Pôs o seu nome no Google

Pra saber mais sobre ele.

E descobriu que ele foi

Homem de grande valor,

Com títulos de advogado,

Jornalista, professor,

Grande crítico literário,

Diplomata e escritor.

Caruaruense exímio

Com várias atuações.

Andreza ficou perplexa

Com as suas dimensões

E foi à Biblioteca

Colher mais informações.

Em artigos, leu que Álvaro

Militara na Política,

Pôs-se contra ditadores

Com sua pena analítica.

Carlos Drummond o chamou

De “imperador da crítica”.

Foi, inclusive, esse fato

Que a fez bolar um plano:

“Se o mestre mineiro honrou

O gênio pernambucano,

Deve-se divulgá-lo mais,

Não ocultá-lo com um pano!”

Matutou que matutou

E tomou uma decisão:

“Vou fazer um restart

(Mas não é a banda, não),

É iniciar de novo

Essa minha Redação.

Não ligo se a professora

Vai achar bom ou ruim,

Mas quero que o povo saiba

Dele tintim por tintim”.

Pegou caneta e papel

E pôs-se a escrever assim:

O poeta e o imperador

Foi do poeta Carlos Drummond de Andrade que o caruaruense Álvaro Lins ganhou o título de “imperador da crítica brasileira”. Isso aconteceu na década de 1940, em um texto escrito pelo mineiro, que mencionava que cada análise de Álvaro, no jornal Correio da Manhã, “tinha o dom de firmar um valor literário desconhecido ou contestado. E quando arrasava um autor, o melhor que o arrasado tinha que fazer era calar a boca”. E não era apenas Drummond que reconhecia o valor do crítico literário. A contribuição de Lins é incontestável em outras áreas do conhecimento, como o Jornalismo e a Política, inclusive, como embaixador do Brasil em Portugal.

Nascido na Princesa do Agreste no dia 14 de dezembro de 1912 – período no qual as taxas de mortalidade infantil eram altíssimas –, ele fez o curso primário em Caruaru e o secundário no Recife. Desde cedo, demonstrou interesse pelos estudos e enxergava caminhos em busca de uma sociedade mais justa. Tanto é que, com apenas 20 anos de idade, enquanto representante do Diretório dos Estudantes na Faculdade de Direito, apresentou um trabalho com o instigante tema ‘A universidade como escola dos homens públicos’.

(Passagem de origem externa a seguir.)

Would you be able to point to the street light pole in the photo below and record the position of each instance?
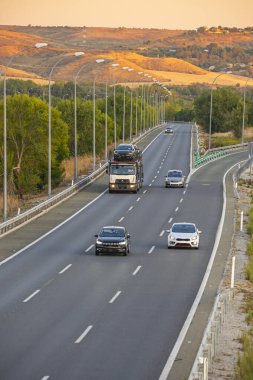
(114, 108)
(106, 121)
(36, 46)
(211, 111)
(76, 54)
(244, 106)
(94, 117)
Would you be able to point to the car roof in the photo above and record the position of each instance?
(174, 170)
(184, 223)
(126, 145)
(113, 227)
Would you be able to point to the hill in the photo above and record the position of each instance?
(139, 49)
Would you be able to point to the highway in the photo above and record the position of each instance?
(68, 314)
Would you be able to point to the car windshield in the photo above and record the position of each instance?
(174, 174)
(184, 228)
(124, 147)
(122, 169)
(112, 232)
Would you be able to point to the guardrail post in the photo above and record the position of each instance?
(232, 283)
(241, 222)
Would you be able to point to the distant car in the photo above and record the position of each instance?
(174, 178)
(112, 239)
(168, 130)
(184, 235)
(127, 152)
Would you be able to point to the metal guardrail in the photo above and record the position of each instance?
(35, 211)
(241, 168)
(216, 153)
(207, 350)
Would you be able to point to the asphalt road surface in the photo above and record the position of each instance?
(68, 314)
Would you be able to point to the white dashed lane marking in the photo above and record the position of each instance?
(115, 296)
(81, 337)
(136, 270)
(32, 295)
(89, 248)
(66, 268)
(151, 249)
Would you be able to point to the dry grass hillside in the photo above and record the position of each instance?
(113, 45)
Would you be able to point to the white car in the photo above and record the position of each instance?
(184, 235)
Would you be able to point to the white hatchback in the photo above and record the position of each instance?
(184, 235)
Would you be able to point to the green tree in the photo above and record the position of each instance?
(27, 143)
(226, 110)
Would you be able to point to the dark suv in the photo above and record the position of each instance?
(112, 239)
(126, 152)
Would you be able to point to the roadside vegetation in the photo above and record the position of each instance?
(245, 360)
(27, 127)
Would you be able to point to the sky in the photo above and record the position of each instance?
(162, 14)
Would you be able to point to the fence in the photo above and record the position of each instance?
(35, 211)
(207, 350)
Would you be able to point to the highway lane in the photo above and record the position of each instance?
(68, 314)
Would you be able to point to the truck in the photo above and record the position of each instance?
(125, 176)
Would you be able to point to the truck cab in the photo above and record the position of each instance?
(125, 176)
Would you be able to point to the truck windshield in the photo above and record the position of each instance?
(123, 169)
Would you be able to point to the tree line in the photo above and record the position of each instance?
(27, 128)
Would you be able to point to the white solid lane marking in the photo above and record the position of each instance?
(115, 296)
(64, 269)
(90, 247)
(151, 249)
(32, 295)
(136, 270)
(84, 334)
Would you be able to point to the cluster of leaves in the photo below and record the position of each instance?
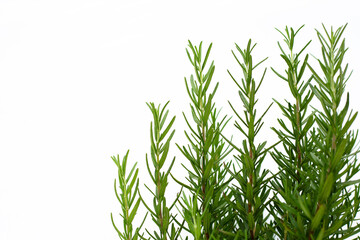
(314, 195)
(204, 213)
(251, 192)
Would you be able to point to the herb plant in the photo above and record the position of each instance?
(205, 153)
(128, 198)
(251, 192)
(159, 149)
(292, 183)
(315, 195)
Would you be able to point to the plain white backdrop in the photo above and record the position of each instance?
(74, 79)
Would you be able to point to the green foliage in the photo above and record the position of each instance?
(251, 192)
(315, 195)
(291, 185)
(205, 153)
(336, 191)
(160, 144)
(128, 199)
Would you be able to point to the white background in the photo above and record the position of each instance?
(74, 79)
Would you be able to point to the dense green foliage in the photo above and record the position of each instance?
(315, 195)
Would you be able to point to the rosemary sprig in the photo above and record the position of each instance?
(251, 192)
(333, 209)
(205, 152)
(292, 184)
(128, 199)
(160, 145)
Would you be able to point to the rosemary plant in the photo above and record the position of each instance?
(128, 199)
(204, 211)
(333, 208)
(251, 192)
(292, 183)
(160, 144)
(316, 193)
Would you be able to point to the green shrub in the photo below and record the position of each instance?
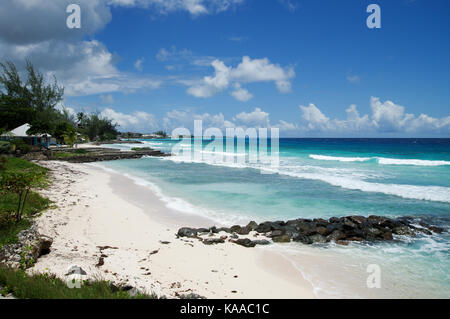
(23, 147)
(3, 162)
(47, 286)
(141, 149)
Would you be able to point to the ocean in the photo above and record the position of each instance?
(314, 178)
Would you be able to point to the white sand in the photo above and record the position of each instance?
(100, 208)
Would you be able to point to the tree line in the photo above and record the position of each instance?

Contemporâneo dos autores modernistas, a identidade nacional foi tema de sua reflexão. Nomes como Graciliano Ramos, Clarice Lispector, Augusto dos Anjos e Dalton Trevisan foram apresentados ao grande público por causa do olhar do crítico literário. O Nordeste também foi alvo de seus escritos. Ainda nos anos 40, ele denunciava que o Nordeste e o Brasil “são dois países distintos, duas faces do Brasil que se ignoram e se desconhecem”.

Também atuou no cenário político, não apenas no Brasil, mas internacional. Em 1956, foi indicado para ser embaixador do Brasil em Portugal. Naquele contexto histórico, os portugueses estavam sob o domínio da ditadura de Salazar. E a atuação do caruaruense naquele país foi memorável. Em 1959, a embaixada brasileira concedeu asilo político ao general Humberto Delgado, que fazia oposição à ditadura, mas o asilo não foi reconhecido pelo governo português, gerando uma crise diplomática entre ambos os países. O então presidente do Brasil, Juscelino Kubistchek, cedia às pressões de Portugal. Por causa do posicionamento de JK, o embaixador escreveu-lhe uma carta, rompendo laços política e pessoalmente com ele. Ao mesmo tempo, renuncia a embaixada e devolve ao Governo Português a mais alta condecoração – “A Grã-Cruz da Ordem de Cristo” –, que fora a ele concedida por 1957. Os detalhes de todos esses episódios foram registrados por Lins no livro ‘Missão em Portugal’ (1960), já quando voltou ao Brasil.

Depois do Golpe Militar de 1964, o crítico enfrentou o ostracismo político, e pressões como a destruição quase total de sua biblioteca, quando teve o apartamento invadido pelas ‘Forças de Segurança’. Faleceu em 05 de junho de 1970, no Rio de Janeiro.

Segundo o escritor e filósofo Humberto de França, “o legado crítico de Álvaro Lins se consubstancia no seu apego à liberdade”. Concordo com ele. Entretanto, pode-se dizer que tal herança espraia-se por todas as áreas de atuação dele, além da crítica. Não permitir que a vida e obra de Álvaro Lins seja esquecido é reacender os ideais de liberdade e justiça social por ele propostos. É revisitar o passado para observar o presente e projetar um novo futuro. Devemos nos unir em prol desse projeto. Com essa visão, caem como uma luva os seguintes versos de Drummond: “O presente é tão grande, não nos afastemos. / Não nos afastemos muito, vamos de mãos dadas”.